Graves Foundation mixes wine and chocolate

by The City Wire staff ([email protected]) 148 views 

FAYETTEVILLE — Chocolate chicken enchiladas with tomatillo sauce, fresh pico and a white chocolate drizzle? Really?

“I don’t think that’s anything you’re going to see on a menu around town or anywhere in the state,” said wine salesman Jason Willems of Glazers, commenting on an entree served at the third annual Ooh! la la! chocolate and wine pairing event.

The Feb. 16 event at the Garden Room on Dickson Street was a benefit for the Jackson L. Graves Foundation.

The affair began with a champagne and chocolate reception, followed by a two-course meal prepared by Chef Miles James of James at the Mill. Both courses were paired with wine selections by Willems.

“When Miles [James] told me the pieces he was going to put together for the first course, I said, ‘You’re crazy,’ and I knew I had my work cut out for me,” Willems said  about the task of perfectly pairing the dish with a wine.

For the second course, guests moved on to a rack of pork with cheese grits, apple-pineapple relish and a chocolate reduction sauce.

Vince Pianalto, a culinary instructor at Northwest Arkansas Community College, created the desserts for the event — a lavender-scented caramel, a chocolate pistachio macaroon and a chocolate crepe filled with chocolate buttermilk panna cotta.

Hosts James and Angie Graves established the Jackson L. Graves foundation in memory of their firstborn son, Jackson Graves, who was born prematurely in October 2004 and died four months later at Arkansas Children’s Hospital.
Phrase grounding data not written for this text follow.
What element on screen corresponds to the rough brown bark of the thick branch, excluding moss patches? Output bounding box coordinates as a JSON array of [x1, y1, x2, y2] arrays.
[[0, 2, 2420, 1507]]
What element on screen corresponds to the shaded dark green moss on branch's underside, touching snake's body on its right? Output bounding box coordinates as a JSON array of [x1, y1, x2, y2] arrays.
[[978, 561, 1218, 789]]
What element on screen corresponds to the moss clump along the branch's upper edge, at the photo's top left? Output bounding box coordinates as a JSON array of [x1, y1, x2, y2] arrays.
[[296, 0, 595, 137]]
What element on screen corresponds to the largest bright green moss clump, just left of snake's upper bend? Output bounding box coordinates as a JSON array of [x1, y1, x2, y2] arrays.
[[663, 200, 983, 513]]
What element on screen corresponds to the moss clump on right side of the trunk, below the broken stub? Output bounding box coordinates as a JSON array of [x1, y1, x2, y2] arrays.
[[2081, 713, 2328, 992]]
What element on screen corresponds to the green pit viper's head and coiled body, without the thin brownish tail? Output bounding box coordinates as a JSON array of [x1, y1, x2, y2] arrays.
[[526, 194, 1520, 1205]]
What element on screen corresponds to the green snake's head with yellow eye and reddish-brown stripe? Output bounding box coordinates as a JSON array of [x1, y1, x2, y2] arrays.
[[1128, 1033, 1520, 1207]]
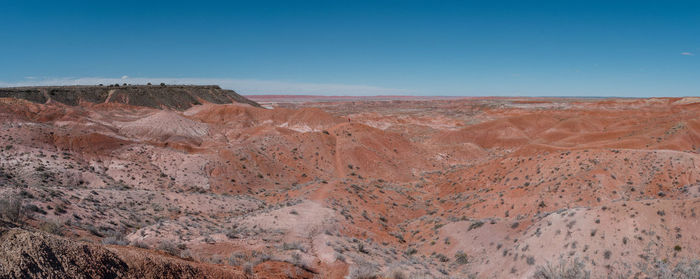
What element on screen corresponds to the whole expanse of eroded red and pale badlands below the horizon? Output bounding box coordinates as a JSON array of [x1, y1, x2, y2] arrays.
[[0, 93, 700, 278]]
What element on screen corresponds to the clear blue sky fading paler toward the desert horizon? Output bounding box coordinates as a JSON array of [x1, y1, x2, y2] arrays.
[[0, 0, 700, 96]]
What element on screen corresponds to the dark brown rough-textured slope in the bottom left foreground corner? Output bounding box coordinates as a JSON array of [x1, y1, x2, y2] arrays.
[[0, 228, 298, 278]]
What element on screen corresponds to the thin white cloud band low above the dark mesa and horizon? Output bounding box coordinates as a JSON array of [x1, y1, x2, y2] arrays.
[[0, 76, 410, 96]]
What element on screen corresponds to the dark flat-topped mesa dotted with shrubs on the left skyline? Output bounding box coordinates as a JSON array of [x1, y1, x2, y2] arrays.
[[0, 85, 260, 110]]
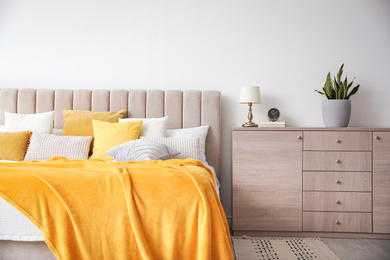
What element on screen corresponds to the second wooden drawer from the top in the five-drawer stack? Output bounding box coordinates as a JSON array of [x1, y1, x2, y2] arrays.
[[303, 151, 372, 172]]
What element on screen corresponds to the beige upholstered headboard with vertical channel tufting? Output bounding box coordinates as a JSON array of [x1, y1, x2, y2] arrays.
[[0, 88, 221, 177]]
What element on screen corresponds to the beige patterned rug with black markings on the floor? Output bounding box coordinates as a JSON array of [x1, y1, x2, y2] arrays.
[[232, 236, 340, 260]]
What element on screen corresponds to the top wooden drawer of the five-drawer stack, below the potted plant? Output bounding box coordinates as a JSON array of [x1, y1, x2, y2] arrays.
[[303, 131, 372, 151]]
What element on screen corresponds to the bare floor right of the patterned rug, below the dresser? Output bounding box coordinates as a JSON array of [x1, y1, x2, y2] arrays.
[[321, 238, 390, 260]]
The foundation works to enhance neonatal intensive care and provide family support for relatives of the infants.

“[Anyone who has] had a baby in neonatal intensive care, knows just how trying and stressful it can be, and we learned that first hand about seven years ago,” Angie Graves told the crowd before the first course. “The need for support for these families and for these hospitals never goes away, because 24 hours a day, seven days a week, babies are coming in. It doesn’t ever stop.”

The foundation recently added two waterless milk warmers and a recliner to Washington Regional Medical Center, and it donated CD players and a noise monitoring system to the neonatal intensive care unit at the Willow Creek Women’s Hospital.

“A lot of the things we do are not huge monetarily,” Graves said. “They’re not million-dollar donations, but we have found tremendous satisfaction in the ability to meet smaller needs that fall through the cracks that are so important.”

Tickets to the event — $85 per person and $160 per couple — sold out well in advance.

The foundation raised even more money by auctioning a seven-course dinner party at James at the Mill with wines paired by Willem from his personal wine collection. The dinner, raffled off by auctioneer Richard Clifton, went for $2,400.